Chapter 26. Data Ethics

Grub first, then ethics.

Bertolt Brecht

What Is Data Ethics?

With the use of data comes the misuse of data. This has pretty much always been the case, but recently this idea has been reified as “data ethics” and has featured somewhat prominently in the news.

For instance, in the 2016 election, a company called Cambridge Analytica improperly accessed Facebook data and used that for political ad targeting.

In 2018, an autonomous car being tested by Uber struck and killed a pedestrian (there was a “safety driver” in the car, but apparently she was not paying attention at the time).

Algorithms are used to predict the risk that criminals will reoffend and to sentence them accordingly. Is this more or less fair than allowing judges to determine the same?

Some airlines assign families separate seats, forcing them to pay extra to sit together. Should a data scientist have stepped in to prevent this? (Many data scientists in the linked thread seem to believe so.)

“Data ethics” purports to provide answers to these questions, or at least a framework for wrestling with them. I’m not so arrogant as to tell you how to think about these things (and “these things” are changing quickly), so in this chapter we’ll just take a quick tour of some of the most relevant issues and (hopefully) inspire you to think about them further. (Alas, I am not a good enough philosopher to do ethics from scratch.)

No, Really, What Is Data Ethics?

Well, let’s start with “what is ethics?” If you take the average of every definition you can find, you end up with something like ethics is a framework for thinking about “right” and “wrong” behavior.
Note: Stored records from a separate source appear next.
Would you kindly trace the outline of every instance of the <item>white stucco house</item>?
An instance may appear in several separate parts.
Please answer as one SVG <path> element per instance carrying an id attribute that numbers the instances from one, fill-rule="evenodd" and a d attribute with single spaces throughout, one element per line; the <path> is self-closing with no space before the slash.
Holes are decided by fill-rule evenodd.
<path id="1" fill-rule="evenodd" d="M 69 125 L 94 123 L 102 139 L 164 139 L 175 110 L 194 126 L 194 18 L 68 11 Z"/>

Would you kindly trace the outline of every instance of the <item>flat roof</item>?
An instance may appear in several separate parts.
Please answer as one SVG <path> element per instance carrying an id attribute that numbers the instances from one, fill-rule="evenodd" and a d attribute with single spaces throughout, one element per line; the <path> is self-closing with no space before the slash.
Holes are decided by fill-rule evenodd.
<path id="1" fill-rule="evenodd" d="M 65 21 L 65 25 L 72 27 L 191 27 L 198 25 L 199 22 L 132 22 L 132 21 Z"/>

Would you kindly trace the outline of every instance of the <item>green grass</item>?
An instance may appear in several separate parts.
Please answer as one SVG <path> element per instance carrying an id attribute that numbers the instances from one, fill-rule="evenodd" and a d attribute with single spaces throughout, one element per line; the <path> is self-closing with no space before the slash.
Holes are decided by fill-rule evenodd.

Data ethics, then, is a framework for thinking about right and wrong behavior involving data.

Some people talk as if “data ethics” is (perhaps implicitly) a set of commandments about what you may and may not do. Some of them are hard at work creating manifestos, others crafting mandatory pledges to which they hope to make you swear. Still others are campaigning for data ethics to be made a mandatory part of the data science curriculum—hence this chapter, as a means of hedging my bets in case they succeed.

Note

Curiously, there is not much data suggesting that ethics courses lead to ethical behavior, in which case perhaps this campaign is itself data-unethical!

Other people (for example, yours truly) think that reasonable people will frequently disagree over subtle matters of right and wrong, and that the important part of data ethics is committing to consider the ethical consequences of your behaviors. This requires understanding the sorts of things that many “data ethics” advocates don’t approve of, but it doesn’t necessarily require agreeing with their disapproval.

Should I Care About Data Ethics?

You should care about ethics whatever your job. If your job involves data, you are free to characterize your caring as “data ethics,” but you should care just as much about ethics in the nondata parts of your job.

Perhaps what’s different about technology jobs is that technology scales, and that decisions made by individuals working on technology problems (whether data-related or not) have potentially wide-reaching effects.

A tiny change to a news discovery algorithm could be the difference between millions of people reading an article and no one reading it.

A single flawed algorithm for granting parole that’s used all over the country systematically affects millions of people, whereas a flawed-in-its-own-way parole board affects only the people who come before it.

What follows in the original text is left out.